Mining permit on Pan de Azucar set to expire in June 2024

Mount Manaphag looms over Pan de Azucar Island. (Photo courtesy of Maestro Gala PH)

By Rjay Zuriaga Castor

The mining exploration permit of TVI Resource Development Philippines Inc. (TVIRD) on Pan de Azucar Island in Concepcion town is due to expire in June of this year.

Atty. Cesar Emmanuel Buyco, head of the Provincial Government Environment and Natural Resources Office (PGENRO), confirmed to Daily Guardian on Monday that the Mineral Processing and Sharing Agreement (MPSA) of TVIRD will reach its expiration in June.

Last week, heavy equipment used by the mining firm for exploration was loaded onto barges and returned to the mainland following a cease and desist order (CDO) issued by the provincial government against their mining activities in March.

“They’ve already retrieved their equipment, likely due to economic considerations since they are unable to operate at present and have limited time, given their MPSA will expire by mid-June,” Buyco explained.

“Perhaps they no longer have sufficient time to conduct activities on the island and must rely on their existing findings to create a feasibility report, which they will then submit to the national office of the Mines and Geosciences Bureau,” he added.

TVIRD is involved in a “pyrite joint venture project” on the island, operating under the MPSA with Mindoro Resource Ltd. and Minimax Mineral Exploration Corporation.

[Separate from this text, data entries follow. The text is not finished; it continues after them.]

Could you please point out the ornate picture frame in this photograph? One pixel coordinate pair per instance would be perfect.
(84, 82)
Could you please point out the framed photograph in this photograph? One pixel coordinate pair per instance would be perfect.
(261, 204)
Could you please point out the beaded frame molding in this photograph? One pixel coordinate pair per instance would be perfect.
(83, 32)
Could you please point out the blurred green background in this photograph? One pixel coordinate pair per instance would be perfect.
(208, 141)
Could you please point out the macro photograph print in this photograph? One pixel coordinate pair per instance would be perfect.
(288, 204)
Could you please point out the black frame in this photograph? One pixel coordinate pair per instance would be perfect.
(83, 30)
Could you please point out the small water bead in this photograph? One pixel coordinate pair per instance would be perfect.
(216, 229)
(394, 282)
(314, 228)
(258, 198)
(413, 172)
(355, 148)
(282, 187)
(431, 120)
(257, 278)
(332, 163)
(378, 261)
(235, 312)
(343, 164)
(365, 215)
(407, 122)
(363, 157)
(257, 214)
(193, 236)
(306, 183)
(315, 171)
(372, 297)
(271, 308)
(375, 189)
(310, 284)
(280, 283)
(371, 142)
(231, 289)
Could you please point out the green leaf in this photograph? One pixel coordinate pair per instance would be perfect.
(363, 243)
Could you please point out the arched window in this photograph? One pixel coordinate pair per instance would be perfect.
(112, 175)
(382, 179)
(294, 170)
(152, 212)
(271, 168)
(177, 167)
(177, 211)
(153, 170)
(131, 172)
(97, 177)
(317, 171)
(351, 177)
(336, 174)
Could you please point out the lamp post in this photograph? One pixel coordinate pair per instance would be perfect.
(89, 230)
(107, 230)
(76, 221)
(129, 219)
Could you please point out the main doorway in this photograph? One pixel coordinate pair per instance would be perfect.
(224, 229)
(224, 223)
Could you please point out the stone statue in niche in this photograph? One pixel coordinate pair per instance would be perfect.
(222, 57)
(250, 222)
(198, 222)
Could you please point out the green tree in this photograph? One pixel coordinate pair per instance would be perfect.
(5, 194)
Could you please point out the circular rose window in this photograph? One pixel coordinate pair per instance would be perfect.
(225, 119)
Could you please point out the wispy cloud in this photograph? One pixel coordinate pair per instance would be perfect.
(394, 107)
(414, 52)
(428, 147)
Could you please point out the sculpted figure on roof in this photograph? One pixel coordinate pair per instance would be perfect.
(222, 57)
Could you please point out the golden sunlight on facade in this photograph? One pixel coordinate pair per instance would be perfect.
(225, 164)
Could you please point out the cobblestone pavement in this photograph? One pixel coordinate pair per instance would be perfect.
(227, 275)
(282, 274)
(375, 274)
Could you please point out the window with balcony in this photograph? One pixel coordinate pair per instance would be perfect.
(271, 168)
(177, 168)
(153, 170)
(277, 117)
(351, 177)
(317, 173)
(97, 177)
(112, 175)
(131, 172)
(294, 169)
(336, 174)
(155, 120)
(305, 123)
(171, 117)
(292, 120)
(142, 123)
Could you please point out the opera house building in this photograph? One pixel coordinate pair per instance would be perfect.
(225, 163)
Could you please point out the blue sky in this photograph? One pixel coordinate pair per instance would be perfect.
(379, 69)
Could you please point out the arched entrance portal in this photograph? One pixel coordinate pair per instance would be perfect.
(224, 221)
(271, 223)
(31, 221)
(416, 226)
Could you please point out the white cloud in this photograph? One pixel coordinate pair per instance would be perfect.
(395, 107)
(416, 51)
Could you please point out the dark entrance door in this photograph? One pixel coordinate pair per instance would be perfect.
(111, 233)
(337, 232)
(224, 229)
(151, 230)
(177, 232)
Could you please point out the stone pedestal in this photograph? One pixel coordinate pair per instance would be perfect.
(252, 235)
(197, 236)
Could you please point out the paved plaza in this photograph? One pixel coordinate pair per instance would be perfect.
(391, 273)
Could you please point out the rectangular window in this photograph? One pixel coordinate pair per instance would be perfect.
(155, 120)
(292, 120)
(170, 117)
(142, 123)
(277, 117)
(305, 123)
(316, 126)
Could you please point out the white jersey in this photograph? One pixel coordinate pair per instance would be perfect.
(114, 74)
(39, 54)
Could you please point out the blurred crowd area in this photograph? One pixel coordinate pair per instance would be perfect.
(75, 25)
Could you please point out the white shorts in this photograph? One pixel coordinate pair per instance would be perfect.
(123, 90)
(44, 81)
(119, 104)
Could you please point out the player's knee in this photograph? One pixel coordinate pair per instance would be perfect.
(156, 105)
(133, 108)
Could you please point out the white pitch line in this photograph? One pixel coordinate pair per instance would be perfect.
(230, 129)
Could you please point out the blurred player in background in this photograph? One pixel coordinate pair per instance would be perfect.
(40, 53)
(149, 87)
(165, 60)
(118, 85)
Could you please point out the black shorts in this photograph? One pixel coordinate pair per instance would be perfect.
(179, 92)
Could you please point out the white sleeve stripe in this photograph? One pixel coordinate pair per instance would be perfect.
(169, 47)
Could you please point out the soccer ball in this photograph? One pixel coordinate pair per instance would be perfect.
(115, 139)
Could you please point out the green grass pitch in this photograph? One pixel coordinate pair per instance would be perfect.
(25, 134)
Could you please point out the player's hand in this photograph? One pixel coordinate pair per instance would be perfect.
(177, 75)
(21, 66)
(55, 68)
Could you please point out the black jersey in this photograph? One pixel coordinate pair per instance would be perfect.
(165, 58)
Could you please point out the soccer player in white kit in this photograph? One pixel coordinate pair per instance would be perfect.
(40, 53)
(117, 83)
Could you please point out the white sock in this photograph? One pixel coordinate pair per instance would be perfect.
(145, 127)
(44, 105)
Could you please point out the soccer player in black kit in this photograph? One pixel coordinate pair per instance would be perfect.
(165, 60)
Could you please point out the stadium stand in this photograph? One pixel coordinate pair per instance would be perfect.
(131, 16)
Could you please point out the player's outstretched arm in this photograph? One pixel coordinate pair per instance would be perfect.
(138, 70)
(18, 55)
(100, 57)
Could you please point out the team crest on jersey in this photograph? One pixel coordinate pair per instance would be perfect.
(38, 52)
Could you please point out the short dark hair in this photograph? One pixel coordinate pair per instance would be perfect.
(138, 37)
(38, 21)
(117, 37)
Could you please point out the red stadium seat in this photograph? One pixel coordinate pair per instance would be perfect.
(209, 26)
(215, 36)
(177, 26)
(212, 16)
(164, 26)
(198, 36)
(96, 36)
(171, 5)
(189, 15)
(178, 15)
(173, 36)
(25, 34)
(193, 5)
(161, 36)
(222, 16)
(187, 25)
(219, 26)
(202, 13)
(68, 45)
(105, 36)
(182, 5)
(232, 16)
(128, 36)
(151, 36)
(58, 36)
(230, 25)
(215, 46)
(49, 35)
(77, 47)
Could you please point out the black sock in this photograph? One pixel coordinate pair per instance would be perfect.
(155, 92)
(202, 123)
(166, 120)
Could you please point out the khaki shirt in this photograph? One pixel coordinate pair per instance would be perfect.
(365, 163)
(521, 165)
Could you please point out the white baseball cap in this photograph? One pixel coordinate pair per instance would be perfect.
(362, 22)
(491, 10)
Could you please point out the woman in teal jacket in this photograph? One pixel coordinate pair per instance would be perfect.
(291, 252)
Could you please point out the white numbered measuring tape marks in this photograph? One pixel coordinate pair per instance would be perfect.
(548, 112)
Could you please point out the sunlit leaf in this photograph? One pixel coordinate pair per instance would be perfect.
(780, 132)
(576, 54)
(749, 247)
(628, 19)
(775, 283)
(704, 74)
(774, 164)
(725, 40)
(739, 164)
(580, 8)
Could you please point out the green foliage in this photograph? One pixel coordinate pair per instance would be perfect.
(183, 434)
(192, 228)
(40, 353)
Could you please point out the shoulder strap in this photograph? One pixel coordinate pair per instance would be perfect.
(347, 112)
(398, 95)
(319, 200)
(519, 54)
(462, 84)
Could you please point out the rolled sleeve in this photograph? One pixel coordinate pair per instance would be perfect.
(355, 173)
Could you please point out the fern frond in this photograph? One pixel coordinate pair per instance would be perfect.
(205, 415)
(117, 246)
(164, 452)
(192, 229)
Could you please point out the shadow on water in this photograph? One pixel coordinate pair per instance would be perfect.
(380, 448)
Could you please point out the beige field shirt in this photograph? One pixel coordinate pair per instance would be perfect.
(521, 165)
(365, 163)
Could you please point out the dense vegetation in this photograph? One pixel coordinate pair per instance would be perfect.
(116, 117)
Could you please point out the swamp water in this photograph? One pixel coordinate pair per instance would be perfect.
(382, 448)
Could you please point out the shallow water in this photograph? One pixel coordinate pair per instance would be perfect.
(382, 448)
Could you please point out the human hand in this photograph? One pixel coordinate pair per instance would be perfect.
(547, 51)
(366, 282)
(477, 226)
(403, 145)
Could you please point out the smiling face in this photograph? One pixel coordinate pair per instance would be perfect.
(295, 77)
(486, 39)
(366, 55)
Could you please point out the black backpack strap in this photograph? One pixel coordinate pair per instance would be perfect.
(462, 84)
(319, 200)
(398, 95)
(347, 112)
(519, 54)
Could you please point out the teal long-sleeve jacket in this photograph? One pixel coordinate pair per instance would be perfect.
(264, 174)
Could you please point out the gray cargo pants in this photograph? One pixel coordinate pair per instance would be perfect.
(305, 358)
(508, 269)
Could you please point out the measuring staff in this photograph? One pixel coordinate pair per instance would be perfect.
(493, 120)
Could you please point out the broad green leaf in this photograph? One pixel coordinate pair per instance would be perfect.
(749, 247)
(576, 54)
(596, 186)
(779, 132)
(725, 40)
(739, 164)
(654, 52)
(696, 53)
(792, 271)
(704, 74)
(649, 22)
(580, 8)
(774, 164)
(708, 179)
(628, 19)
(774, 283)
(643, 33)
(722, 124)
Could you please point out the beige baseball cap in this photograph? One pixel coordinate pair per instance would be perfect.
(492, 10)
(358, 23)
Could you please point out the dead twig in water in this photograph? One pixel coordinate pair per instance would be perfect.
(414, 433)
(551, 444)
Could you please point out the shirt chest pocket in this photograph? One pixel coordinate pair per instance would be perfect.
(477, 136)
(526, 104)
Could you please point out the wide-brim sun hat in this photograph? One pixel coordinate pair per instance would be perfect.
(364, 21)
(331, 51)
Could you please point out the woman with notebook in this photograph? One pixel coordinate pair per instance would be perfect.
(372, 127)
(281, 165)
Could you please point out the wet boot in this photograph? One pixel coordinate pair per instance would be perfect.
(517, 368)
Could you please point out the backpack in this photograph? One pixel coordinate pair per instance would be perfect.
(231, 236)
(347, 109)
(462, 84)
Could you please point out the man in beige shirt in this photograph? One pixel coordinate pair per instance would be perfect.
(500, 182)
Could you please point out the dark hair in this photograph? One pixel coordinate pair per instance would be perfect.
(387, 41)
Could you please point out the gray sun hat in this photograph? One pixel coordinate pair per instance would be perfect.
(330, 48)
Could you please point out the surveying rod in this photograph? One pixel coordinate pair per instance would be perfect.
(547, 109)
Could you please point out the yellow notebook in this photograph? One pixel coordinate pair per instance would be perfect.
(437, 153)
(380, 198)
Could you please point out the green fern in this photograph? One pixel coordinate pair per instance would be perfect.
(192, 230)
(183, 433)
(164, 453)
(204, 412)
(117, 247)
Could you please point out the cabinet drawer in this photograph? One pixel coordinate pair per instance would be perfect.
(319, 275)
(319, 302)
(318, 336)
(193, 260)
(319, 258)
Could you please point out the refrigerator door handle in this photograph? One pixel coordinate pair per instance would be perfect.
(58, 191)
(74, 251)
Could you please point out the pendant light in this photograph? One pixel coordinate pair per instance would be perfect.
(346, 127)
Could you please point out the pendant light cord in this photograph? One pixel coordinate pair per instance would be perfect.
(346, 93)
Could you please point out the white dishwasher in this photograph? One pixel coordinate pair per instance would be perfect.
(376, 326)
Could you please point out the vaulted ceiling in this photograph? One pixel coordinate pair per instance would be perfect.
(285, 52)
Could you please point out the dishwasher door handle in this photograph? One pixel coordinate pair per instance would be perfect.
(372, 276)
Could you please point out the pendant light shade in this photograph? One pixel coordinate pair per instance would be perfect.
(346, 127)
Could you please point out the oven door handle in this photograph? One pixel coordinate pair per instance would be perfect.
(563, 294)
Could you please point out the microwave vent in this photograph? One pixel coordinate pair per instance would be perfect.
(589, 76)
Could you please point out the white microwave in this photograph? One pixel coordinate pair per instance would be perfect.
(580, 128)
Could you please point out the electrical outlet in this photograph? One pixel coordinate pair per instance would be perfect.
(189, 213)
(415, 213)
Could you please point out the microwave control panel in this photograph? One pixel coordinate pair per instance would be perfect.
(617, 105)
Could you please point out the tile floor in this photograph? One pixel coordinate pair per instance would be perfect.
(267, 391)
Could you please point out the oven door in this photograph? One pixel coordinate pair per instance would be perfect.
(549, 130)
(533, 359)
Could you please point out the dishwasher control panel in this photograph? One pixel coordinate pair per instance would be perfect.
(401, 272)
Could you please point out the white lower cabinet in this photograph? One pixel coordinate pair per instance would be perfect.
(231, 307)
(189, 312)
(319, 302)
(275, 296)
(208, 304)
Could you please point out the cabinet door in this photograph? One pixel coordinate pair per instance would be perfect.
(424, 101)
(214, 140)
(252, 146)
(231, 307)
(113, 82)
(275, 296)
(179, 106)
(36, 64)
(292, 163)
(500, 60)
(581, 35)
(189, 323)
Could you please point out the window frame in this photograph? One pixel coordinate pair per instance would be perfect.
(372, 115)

A public document from the Department of Environment and Natural Resources shows that the MPSA of Minimax Mineral Exploration Corp. under tenement MPSA No. 135-99-VI will expire on June 19, 2024.

The MPSA, approved on June 19, 1999, covers exploration activities for copper and gold in Concepcion and Ajuy.

An MPSA grants the contractor the exclusive right to conduct mining operations within the contract area for 25 years from the effective date, which can be renewed for another term not exceeding 25 years.


Residents of Concepcion town have strongly opposed the renewal of permits for TVIRD.

The “Save Pan de Azucar Movement” drafted a petition urging that the firm’s permits not be renewed, garnering over 500 signatures.

“We express our strong opposition against this inhumane act of alien companies on Pan de Azucar Island, we affix our signature to appeal to the higher authorities and to act immediately and demand not to grant renewal of their permits to resume their exploration/mining activities,” reads a dispositive part of the petition.

The petition gathered signatures as early as the construction of barracks in Talotoan, the area serving as the base for exploration activities, and the transport of heavy mining equipment to the island in early January.

Buyco noted that the provincial government has yet to receive a copy of the petition.

Besides the petition against permit renewal, Buyco mentioned they have received a petition advocating for the continuation of mineral exploration.

This second petition, orchestrated by residents formerly employed by TVIRD for exploration, also collected numerous signatures, although many appeared to be just “rehashed.”

“The signatures reached four pages but upon verification, it seems that there are only 123 legitimate signatures. The names and signatures were just written repeatedly,” he said.


Buyco emphasized that both the provincial government and TVIRD are awaiting the results of water testing conducted by the Environmental Management Bureau (EMB).

“Just like us, I think TVIRD is also on ‘wait and see’ for the results of the water testing by the EMB. That’s two months already and maybe the results are coming this May,” he said.

The EMB gathered water samples on March 25 for laboratory analysis to confirm the presence of arsenic, which served as the basis for the provincial government’s CDO.

Daily Guardian has reached out to TVIRD regarding their plans after the expiration of their MPSA in June, but the mining company has yet to respond as of writing.

Should the MPSA be renewed, Buyco affirmed that the provincial government remains steadfast in opposing any mining activities on the island.


  1. Did the EMB identify the source of arsenic? Arsenic is not used in whatever form during exploration nor it is used in mining operation. What if the arsenic is innate in the area? Do these people know that arsenic is high in areas with massive sulphide deposit? What will the EMB, provincial government and the petitioners do if they found out that it is occurring naturally?